F. Strobel / Orchestre de Paris – Ciné-concert Chaplin – Philharmonie 9/10/19

With A Smile

Ciné-concert, production de l'European Filmphilharmonic Institute

Choix des images et des extraits musicaux : Fernando Carmena
d'après les partitions reconstruites par Timothy Brock

Arrangements de Timothy Brock et de Stefan Behrisch

Suites et extraits des musiques originales de : The Immigrant, How To Make Movies, A Dog’s Life, The Kid, The Idle Class, Pay Day, A Woman Of Paris,  The Gold Rush, The Circus, City Lights, Modern Times, The Great Dictator, Monsieur Verdoux, Limelight, A King In New York.

Orchestre de Paris
Franck Strobel, direction


Philharmonie de Paris, Grande Salle Pierre Boulez, le 9 octobre 2019

Le cent-trentième anniversaire du génie polymorphe donnent lieu à des initiatives attendues (rétrospectives, nouvelles restaurations), et à d’autres plus ambitieuses, et bienvenues, comme le cycle que la Philharmonie lui consacre, qui additionne ciné-concerts, conférences et exposition (jusqu’en janvier 2020). La diversité en est très appréciable, même si l’on aurait pu rêver, pour cette occasion, que les moyens à disposition (salles de tous formats, plusieurs orchestres résidents) soient mobilisés pour monter des versions de concert des principaux chefs d’oeuvres pour lesquels Chaplin a composé la musique en en vue du tournage, en plus de l’écriture, de la direction d’acteurs, de la pantomime et de la chorégraphie : c’est-à-dire à partir de City Lights, dont la perfection fait qu’il demeure sans doute le film le plus souvent projeté avec exécution en direct de la partition (et que la Philharmonie avait déjà offert en ciné-concert en 2015, avec l'Orchestre de chambre de Paris sous la direction de Timothy Brock). On se contentera cette année de Modern Times (même équipe) et de cette double soirée de l'Orchestre de Paris en forme hybride, empilement de suites et de compilations thématiques, aux réussites certaines malgré son caractère décousu, et forcément allusif.

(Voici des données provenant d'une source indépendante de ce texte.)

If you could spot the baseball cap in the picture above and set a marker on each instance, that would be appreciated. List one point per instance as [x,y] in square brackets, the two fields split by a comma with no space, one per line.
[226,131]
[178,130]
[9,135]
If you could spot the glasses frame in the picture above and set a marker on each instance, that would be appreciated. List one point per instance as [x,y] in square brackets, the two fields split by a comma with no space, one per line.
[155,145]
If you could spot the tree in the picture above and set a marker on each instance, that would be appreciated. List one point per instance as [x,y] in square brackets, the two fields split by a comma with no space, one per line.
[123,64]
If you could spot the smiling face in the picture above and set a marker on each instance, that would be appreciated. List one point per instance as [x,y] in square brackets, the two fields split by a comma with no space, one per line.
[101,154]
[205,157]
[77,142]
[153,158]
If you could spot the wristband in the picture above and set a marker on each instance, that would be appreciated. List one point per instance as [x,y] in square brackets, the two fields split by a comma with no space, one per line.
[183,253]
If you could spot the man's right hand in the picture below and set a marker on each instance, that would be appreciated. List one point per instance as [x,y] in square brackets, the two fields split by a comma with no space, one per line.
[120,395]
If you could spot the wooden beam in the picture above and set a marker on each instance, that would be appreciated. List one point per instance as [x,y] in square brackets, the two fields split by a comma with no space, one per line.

Les Temps modernes qui demeure le film le plus populaire de Chaplin (et c’est heureux, tant son contenu social et politique, largement en avance sur la simple satire du taylorisme, apparaît plus prophétique que jamais), est aussi le centre de gravité de ce pot-pourri, dont il inspire le titre, et fournit le matériau de la fin de la première partie, du début et de la fin de la seconde partie de la soirée. Fernando Carmena conçoit son spectacle comme une sorte d’exposition, en tableaux dont la structuration du temps tient lieu de scénographie. Ce sont pourtant bien les premières notes de City Lights, l’irrésistible appel de clarinettes et saxophones (canaille et classe à souhait), et sa suite de danses inaugurale qui ouvrent le spectacle, avant qu’un premier tableau propose une suite des saynètes parmi les plus drôles de la première, ou plutôt de la fin de la première période de Chaplin (1916–1923), en particulier du Cirque et d’Une Vie de chien fasse le bonheur comique de la soirée. La chose va bon train orchestral et condense, en une dizaine de minutes, toute la joie et l’esprit du premier Tramp. Autre très bonne idée, à l’autre bout du programme (dans la suite finale consacrée à Charlot danseur), l’insertion de la rare Idylle aux champs (film de 1919 pour lequel Chaplin composa la musique en… 1976) et de son irrésistible scène des nymphes (pastiche de L’Après-midi d’un faune), qui condense en deux minutes tout le burlesque (mais aussi la poésie) du versant loufoque, non-naturaliste des débuts chapliniens. Nécessairement, les extraits cinématographiques ne sont pas toujours projetés sur la musique des films dont ils sont tirés, ce qui, dans le style de réalisation de cette période, ne pose pas de franche difficulté. Vient ensuite une courte mais blle suite condensant la musique du Kid (qui fait partie de celles composées par Chaplin dans ses vieux jours), sur la projection successive d’instantanés puis d’extraits du film (presque uniquement tirés des confrontations et courses-poursuites avec la police, ce que l’on peut regretter). L’Orchestre de Paris s’y montre à son avantage, dense et concentré, dans une partition qui sied mieux que d’autres (conçues dans les années 30 ou 40) à un effectif généreux de cordes (d’autant que le public habitué aux salles obscures doit compenser la modestie dynamique relative d’une exécution en direct). 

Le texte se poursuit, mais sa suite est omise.